3. Apakah ada keterkaitan antar wilayah dan bagaimana bentuk keterkaitannya? 4. Berapa besar tingkat kesenjangan pembangunan antar wilayah? Faktor-faktor
apa saja yang menyebabkan kesenjangan tersebut dan bagaimana pula hubungan antara faktor-faktor tersebut.
5. Bagaimana strategi pembangunan wilayah Kabupaten Agam?
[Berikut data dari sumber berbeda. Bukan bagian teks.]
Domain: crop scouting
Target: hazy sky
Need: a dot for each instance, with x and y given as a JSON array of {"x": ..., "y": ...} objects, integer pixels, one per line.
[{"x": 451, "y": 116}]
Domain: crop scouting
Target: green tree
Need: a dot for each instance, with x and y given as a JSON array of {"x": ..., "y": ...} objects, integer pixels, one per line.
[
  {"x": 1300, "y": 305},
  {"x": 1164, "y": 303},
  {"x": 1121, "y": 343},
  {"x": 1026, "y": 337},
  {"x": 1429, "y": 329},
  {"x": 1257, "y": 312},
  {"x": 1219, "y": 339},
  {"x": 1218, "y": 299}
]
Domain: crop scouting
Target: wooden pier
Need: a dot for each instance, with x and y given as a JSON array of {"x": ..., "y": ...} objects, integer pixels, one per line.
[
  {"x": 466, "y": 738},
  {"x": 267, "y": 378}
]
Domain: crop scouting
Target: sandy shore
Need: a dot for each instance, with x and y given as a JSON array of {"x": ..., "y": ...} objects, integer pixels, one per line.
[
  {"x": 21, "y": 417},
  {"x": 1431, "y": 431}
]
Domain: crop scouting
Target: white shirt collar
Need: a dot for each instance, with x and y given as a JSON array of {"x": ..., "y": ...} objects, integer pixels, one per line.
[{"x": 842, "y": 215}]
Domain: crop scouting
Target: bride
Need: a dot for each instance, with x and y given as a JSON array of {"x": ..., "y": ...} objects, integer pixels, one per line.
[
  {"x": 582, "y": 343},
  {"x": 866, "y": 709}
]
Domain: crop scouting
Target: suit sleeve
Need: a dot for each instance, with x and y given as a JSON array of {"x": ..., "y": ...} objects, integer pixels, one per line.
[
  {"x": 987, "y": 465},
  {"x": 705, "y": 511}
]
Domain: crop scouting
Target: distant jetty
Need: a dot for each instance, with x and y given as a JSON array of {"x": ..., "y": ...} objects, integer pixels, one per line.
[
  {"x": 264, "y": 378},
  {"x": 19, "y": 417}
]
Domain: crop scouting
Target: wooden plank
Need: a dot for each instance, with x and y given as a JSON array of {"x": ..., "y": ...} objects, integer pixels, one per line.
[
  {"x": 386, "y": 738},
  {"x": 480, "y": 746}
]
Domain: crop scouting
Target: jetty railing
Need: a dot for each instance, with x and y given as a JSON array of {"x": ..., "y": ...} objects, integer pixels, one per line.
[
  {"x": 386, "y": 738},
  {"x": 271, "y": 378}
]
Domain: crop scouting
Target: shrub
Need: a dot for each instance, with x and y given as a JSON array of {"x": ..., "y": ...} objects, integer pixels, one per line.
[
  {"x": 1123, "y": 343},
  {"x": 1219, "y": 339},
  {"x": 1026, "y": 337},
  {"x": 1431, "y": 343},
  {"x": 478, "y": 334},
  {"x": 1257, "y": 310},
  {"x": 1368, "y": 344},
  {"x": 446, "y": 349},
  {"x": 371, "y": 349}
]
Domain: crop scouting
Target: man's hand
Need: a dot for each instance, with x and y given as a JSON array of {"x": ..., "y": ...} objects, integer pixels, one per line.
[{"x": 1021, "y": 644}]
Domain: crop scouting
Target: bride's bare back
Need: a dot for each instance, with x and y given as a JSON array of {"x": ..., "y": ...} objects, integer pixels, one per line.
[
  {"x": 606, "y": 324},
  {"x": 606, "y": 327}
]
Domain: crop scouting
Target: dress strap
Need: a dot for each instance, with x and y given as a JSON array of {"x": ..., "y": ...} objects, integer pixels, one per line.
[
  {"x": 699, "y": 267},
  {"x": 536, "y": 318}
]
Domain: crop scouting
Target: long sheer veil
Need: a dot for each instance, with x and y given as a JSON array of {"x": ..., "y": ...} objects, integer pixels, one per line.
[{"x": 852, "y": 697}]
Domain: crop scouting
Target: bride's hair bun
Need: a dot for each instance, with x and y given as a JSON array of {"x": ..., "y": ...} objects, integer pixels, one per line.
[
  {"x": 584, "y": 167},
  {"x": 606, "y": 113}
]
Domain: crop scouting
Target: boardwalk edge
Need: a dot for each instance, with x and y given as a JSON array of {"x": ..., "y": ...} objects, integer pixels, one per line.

Tujuan Penelitian
Memperhatikan hal tersebut, hasil penelitian ini diharapkan dapat memberikan pertimbangan untuk menjawab sejumlah permasalahan perkembangan pembangunan wilayah terutama menyangkut kesenjangan.
Tujuan yang ingin dicapai dari penelitian ini adalah:
1. Membuat tipologi wilayah Kabupaten Agam berdasarkan data-data spasial dan data sosial ekonomi wilayah dengan unit analisis wilayah nagari;
2. Mengidentifikasi hirarki wilayah berkaitan dengan pola sebaran fasilitas publik yang ada;
3. Mengidentifikasi keterkaitan antar wilayah dengan menggunakan data aliran barang/orang;
4. Menghitung besarnya tingkat kesenjangan, mengidentifikasi faktor penentu penyebab kesenjangan dan mengetahui hubungan antar faktor-faktor tersebut. 5. Menyusun strategi pembangunan wilayah.
Manfaat Penelitian
Penelitian ini dilakukan agar dapat memberikan manfaat sebagai berikut: 1. Memberikan sumbangan pemikiran kepada Pemerintah Kabupaten Agam
sebagai bahan pertimbangan dan rekomendasi dalam menyusun perencanaan pembangunan daerah;
2. Sebagai bahan masukan untuk pembelajaran (learning process) dalam perumusan kebijakan pembangunan dan pengembangan daerah terutama berkaitan dengan keberimbangan pembangunan antar wilayah kecamatan;
Batasan Penelitian
Agar penelitian ini lebih fokus pada tujuan penelitian yang hendak dicapai, maka ditetapkan batasan-batasan penelitian sebagai berikut:
1. Analisis dilakukan hanya pada aspek-aspek fisik, sosial dan ekonomi yang berpengaruh terhadap perkembangan wilayah serta permasalahan kesenjangan pembangunan;
2. Objek penelitian adalah seluruh nagari di Kabupaten Agam berdasarkan
dokumen RTRW tahun 2004-2014 yaitu sebanyak 73 nagari pada 15 kecamatan.